The Slip
Eisenhower
Bar/None
Just in case you lost track of The Slip shortly after the group released its last studio album, here’s a quick recap of what’s happened: In the past four years the Rhode Island-bred trio has toured with folk-poet Nathan Moore, suffered through George W. Bush’s second presidential coup, largely relocated from New England to Montreal, watched countless jamband message board dwellers age into indie-rock bloggers, and even reached its largest audience yet thanks to a spot on the PlayStation 2 smash hit Guitar Hero. Somewhere in there, the band also figured how to write a great song. The results of The Slip’s incredible transformation are documented on Eisenhower, its long- labored return to the studio and inaugural partnership with veteran producer Matthew Ellard.

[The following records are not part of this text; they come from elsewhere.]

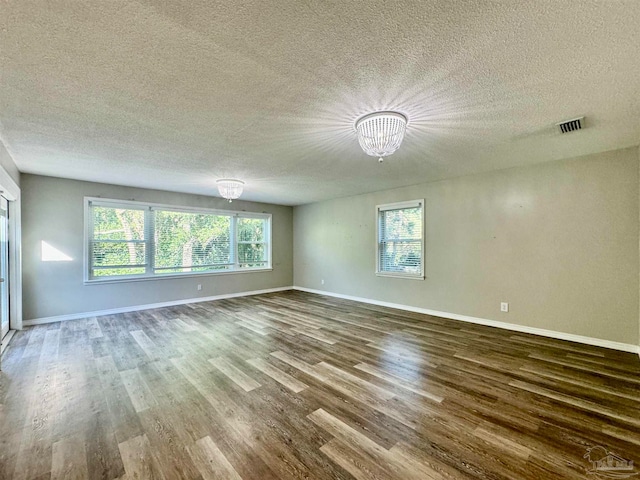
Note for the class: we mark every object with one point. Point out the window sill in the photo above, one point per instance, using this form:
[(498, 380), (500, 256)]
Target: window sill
[(173, 276), (399, 275)]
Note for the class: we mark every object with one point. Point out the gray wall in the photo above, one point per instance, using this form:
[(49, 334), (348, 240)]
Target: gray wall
[(558, 241), (53, 211)]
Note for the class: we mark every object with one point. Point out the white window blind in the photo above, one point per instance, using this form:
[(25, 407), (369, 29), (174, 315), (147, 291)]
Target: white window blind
[(400, 239), (135, 240)]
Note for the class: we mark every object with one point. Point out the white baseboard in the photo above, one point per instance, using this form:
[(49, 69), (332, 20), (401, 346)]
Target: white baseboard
[(625, 347), (5, 341), (135, 308)]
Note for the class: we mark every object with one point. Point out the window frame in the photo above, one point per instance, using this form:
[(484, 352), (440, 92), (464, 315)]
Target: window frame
[(149, 240), (399, 206)]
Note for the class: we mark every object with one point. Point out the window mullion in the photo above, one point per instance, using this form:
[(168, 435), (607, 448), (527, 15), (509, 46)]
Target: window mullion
[(233, 242), (91, 239), (150, 244)]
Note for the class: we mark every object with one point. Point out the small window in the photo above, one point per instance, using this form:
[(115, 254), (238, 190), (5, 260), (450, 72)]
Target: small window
[(400, 249)]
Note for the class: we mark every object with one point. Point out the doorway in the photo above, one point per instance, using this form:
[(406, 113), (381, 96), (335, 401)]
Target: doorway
[(4, 267)]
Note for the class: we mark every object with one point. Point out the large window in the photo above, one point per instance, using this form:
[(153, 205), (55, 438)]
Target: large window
[(401, 239), (128, 240)]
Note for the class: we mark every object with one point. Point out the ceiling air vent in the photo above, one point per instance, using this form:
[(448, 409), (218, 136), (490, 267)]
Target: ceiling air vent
[(569, 126)]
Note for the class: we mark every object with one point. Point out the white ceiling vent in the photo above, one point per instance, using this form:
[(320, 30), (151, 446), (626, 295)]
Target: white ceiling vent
[(569, 126)]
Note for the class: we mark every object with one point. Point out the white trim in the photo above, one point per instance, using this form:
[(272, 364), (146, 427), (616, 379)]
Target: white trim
[(597, 342), (135, 308), (11, 191)]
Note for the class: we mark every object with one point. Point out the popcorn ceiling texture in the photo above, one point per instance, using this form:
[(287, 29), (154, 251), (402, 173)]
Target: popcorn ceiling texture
[(173, 95)]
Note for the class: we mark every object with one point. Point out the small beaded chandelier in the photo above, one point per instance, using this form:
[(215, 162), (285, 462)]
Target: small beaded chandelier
[(230, 188)]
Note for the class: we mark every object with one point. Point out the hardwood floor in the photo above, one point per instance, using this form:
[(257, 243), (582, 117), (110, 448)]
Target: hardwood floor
[(294, 385)]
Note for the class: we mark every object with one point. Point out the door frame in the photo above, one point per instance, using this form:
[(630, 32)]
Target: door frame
[(11, 191)]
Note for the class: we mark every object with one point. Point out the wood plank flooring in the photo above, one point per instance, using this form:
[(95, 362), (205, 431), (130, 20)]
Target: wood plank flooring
[(300, 386)]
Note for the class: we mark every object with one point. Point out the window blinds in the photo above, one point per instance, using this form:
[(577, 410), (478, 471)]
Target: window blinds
[(151, 241), (400, 232)]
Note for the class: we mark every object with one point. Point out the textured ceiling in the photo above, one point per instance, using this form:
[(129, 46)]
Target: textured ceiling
[(173, 95)]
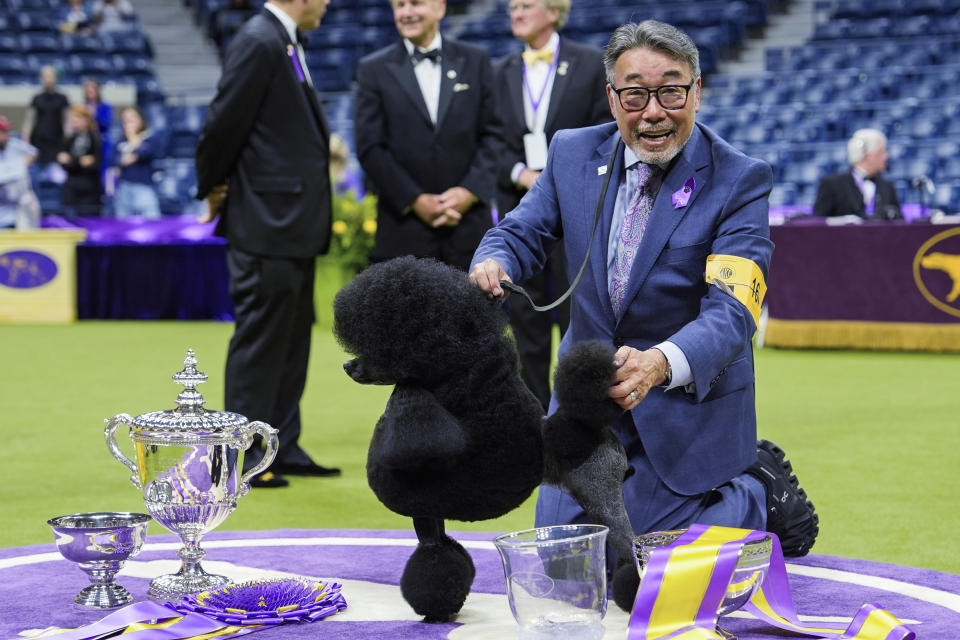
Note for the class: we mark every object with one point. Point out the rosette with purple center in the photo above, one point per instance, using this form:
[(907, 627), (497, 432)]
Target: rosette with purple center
[(267, 602)]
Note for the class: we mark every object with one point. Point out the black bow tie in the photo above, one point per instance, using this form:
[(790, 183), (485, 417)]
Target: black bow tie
[(431, 55)]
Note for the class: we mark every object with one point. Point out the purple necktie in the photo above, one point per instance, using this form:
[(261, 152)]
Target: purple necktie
[(634, 223)]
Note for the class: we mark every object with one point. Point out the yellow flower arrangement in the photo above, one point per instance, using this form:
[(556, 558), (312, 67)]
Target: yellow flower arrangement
[(354, 226)]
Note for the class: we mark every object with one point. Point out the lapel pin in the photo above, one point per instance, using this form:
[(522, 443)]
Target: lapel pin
[(681, 196)]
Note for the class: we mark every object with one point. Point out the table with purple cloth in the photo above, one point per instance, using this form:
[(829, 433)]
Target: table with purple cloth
[(37, 587), (132, 268), (873, 285)]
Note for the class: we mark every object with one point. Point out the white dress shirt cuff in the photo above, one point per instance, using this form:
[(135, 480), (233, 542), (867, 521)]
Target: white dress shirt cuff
[(516, 171), (681, 376)]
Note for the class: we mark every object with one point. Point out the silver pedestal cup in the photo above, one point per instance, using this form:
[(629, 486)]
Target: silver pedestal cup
[(752, 565), (100, 543), (188, 462)]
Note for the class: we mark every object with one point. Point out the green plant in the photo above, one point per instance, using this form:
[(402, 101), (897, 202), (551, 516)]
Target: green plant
[(354, 226)]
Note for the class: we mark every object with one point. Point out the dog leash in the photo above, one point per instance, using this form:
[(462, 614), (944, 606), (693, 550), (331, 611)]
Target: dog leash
[(515, 288)]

Unquestionably the trio’s most fully realized studio work to date, Eisenhower finds The Slip, particularly guitarist Brad Barr,
embracing its latent singer/songwriter talents, offering a series of
carefully sculpted, bohemian folk-rock gems like the fuzzy masterpiece
“Soft Machine.” Similarly, oddball ballads like “If One of Us Should
Fall“ resonate with the emotional punch of The Shins’ finest pop, while
single-length rockers like “Children of December” and the bouncy
“Mothwing Bite” succeed, mostly because its tight structures provide
The Slip’s musicianship with the context it’s always needed.The group
also shows off its soft, sensitive side, especially on the somber yet
strangely hopeful reflection “Life in Disguise.”
But,despite its growth,The Slip still sounds like,well, The Slip,
mostly thanks to the quirky time signatures engrained in its collective
skull through a few semesters at Berklee and more than a few years on
the improv-rock circuit. The group’s avant-garde influences are still
there, too, hidden in the crevices of the instrumental “First Panda in
Space” and the weird, layered “Paper Birds.” And while he largely shies
away from any direct political attacks, Barr can’t help slinging at
least a little mud during “Even Rats” (“Maybe the men on Capitol Hill
need a little less Jack and a little more Jill”).
Lyrically, Barr also humbly acknowledges his band’s growth. “It’s the
day before the rest of my life,” he declares at the start of
“Airplane/Primitive,” his words never echoing more truth a decade into
The Slip’s career. The Slip’s time has finally arrived.